Mr Nobody
Jaco van Dormael
par Damien Detcheberry
Mr. Nobody est un « beau » ratage. Disons-le une fois pour toute et libérons-nous d’emblée de l’inventaire inutile des impasses et des faux-pas de ce film démesurément ambitieux. Car d’ambition, Jaco van Dormael - Toto le héros (1991), Le Huitième jour (1996) - n’en manque pas. Et si l’on prend au mot la phrase de René Clair, qui réclamait pour le cinéma « le droit de n’être jugé que sur ses promesses », alors celles proposées par cet intrigant puzzle mystico-philosophique en font indéniablement une curiosité cinématographique digne d’être vue.

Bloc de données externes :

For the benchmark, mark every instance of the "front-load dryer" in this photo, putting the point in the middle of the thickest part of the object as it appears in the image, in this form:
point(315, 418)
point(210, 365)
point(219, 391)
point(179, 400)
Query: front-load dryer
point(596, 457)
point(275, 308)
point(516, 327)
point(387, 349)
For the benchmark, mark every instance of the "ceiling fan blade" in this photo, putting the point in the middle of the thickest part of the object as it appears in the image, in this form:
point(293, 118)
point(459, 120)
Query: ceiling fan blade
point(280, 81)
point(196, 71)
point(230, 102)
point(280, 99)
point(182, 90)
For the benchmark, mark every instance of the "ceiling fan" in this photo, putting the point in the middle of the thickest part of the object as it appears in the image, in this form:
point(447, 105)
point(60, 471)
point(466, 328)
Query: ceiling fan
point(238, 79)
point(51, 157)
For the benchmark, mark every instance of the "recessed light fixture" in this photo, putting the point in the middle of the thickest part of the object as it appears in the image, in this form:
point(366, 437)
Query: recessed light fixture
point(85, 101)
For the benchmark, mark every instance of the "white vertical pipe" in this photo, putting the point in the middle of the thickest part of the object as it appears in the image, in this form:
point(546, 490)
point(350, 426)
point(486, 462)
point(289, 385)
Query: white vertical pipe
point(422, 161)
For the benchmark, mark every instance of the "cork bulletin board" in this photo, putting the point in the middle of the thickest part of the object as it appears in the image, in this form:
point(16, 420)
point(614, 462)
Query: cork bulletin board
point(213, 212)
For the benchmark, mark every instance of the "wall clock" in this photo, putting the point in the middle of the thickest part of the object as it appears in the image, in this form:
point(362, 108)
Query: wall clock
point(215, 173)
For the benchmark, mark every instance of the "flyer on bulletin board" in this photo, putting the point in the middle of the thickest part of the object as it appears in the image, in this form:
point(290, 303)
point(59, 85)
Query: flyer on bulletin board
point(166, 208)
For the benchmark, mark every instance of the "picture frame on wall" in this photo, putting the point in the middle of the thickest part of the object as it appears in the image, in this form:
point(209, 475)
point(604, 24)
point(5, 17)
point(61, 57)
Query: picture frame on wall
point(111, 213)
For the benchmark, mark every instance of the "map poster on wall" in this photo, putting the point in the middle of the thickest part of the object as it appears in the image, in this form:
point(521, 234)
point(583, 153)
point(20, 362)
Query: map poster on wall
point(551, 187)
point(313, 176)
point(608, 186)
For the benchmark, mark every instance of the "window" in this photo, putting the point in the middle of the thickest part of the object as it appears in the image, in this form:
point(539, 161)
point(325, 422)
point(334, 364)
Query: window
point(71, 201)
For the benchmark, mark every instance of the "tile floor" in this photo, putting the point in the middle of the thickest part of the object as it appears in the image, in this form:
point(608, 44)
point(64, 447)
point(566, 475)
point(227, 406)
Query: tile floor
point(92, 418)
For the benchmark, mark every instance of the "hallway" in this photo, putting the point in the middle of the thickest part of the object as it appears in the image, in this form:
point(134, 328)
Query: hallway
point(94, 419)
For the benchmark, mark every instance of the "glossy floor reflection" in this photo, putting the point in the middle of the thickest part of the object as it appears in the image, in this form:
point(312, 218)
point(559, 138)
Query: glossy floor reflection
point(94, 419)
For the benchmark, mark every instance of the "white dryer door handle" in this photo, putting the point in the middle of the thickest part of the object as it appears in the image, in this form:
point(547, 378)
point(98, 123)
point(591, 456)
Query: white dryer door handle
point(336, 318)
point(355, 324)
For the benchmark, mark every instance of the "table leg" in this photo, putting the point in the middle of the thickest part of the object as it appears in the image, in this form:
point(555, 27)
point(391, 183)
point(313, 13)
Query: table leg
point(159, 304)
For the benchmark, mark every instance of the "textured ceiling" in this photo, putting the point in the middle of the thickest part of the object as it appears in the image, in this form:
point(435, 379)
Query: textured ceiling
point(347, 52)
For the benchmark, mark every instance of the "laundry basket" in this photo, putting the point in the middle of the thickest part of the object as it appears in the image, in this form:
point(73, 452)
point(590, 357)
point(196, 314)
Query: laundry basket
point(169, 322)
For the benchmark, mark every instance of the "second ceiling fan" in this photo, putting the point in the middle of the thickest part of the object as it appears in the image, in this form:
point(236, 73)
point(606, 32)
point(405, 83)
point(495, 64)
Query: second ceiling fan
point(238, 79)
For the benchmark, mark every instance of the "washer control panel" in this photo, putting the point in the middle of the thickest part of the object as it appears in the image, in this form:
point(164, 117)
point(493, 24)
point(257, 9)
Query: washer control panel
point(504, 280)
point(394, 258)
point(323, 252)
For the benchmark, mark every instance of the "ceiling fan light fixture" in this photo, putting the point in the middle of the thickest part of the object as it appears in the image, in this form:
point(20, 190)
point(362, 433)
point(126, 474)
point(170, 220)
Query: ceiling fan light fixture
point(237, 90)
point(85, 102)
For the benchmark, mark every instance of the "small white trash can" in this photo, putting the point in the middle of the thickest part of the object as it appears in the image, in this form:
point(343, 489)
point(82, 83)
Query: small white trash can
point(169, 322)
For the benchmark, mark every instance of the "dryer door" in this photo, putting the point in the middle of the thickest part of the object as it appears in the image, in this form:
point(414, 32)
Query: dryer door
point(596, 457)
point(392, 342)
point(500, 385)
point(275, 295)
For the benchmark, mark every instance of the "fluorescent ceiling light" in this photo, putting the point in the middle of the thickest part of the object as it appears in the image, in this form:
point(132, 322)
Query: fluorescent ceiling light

Nemo Nobody est le dernier humanoïde mortel vivant sur Terre, devenu l’attraction d’une émission de télé-réalité futuriste. Il vit ses derniers jours à la vue de tous et se meurt dans un triste anonymat existentiel. Car Nobody lutte péniblement contre sa mémoire en fuite, et tente de se remémorer non pas sa vie passée, mais l’étendue de ses vies possibles et fantasmées : confronté à l’âge de neuf ans à la séparation de ses parents et à un choix cornélien : doit-il partir avec sa mère ou rester avec son père ? Il a simplement refusé de choisir et décidé de vivre toutes les destinées qui se sont offertes à lui. Epouser Anna, Elise ou Jeanne, ses trois amours d’enfance ? Avoir des enfants ou pas ? Vivre libre et misérable ou riche et malheureux ? Nobody a pris le parti de tout vivre à la fois.
« Tant qu’on ne choisit pas, tout reste possible », nous dit le jeune Nemo. Prenant cette maxime au pied de la lettre, Jaco van Dormael s’aventure dans un exercice de style(s) dont les prémices auraient pu rappeler le brillant doublé d’Alain Resnais Smoking / No Smoking (1993) mais dont l’hasardeuse mise en abîme métaphysique s’avère plus proche de Synecdoche New-York (2007) de Charlie Kaufman. On retrouve dans ces deux films le même télescopage permanent de narrations, de genres et de langages cinématographiques, la même volonté d’englober l’infiniment grand et l’infiniment petit, l’intime et l’universel dans un grand fourre-tout plastiquement irréprochable mais essoufflant. Paradoxalement, c’est pourtant ce défaut qui rend le film malin, car ce non-choix esthétique de la part du réalisateur se trouve justifié en partie par le non-choix existentiel de Nemo : Mr. Nobody se dévoile tour à tour comme un film de science-fiction, une romance adolescente, un drame familial, une satire sociale, Loin de la rigueur timide de certaines productions hollywoodiennes - on pense à l’insipide Butterfly Effect (2003) - Jaco van Dormael va au bout de son film-concept et plonge avec autant de naïveté que d\’outrance dans un foisonnement de styles qui colle parfaitement à son sujet, quitte à en écoeurer les spectateurs. Qu’importe. Libre à eux puiser du plaisir dans les nombreuses belles séquences disséminées dans un pudding légèrement indigeste mais impeccablement enrobé. Si l’artifice de l’ensemble irrite forcément, ce sont ces étonnantes fulgurances qui empêchent le film de sonner totalement creux.
Un « beau » ratage, donc. Insistons sur ces moments de grâces et non sur le fait que le film manque sa cible à plus d’une reprise : Jaco van Dormael a plus d’une corde lyrique à son arc. Nemo finira même par justifier lui-même son improbable autobiographie en citant une phrase de Tennessee Williams qui résume parfaitement le film et son propos : « Everything could have been anything else and it would have just as much meaning ». C’est ce remarquable non-sens qui donne le plus de poids à l’entreprise : à quoi sert finalement cet exercice virtuose et un peu vain ? A rien si ce n’est à prouver que le cinéma peut encore se permettre d’avoir des ambitions qui dépassent ses moyens. Ce qui est plutôt une bonne nouvelle.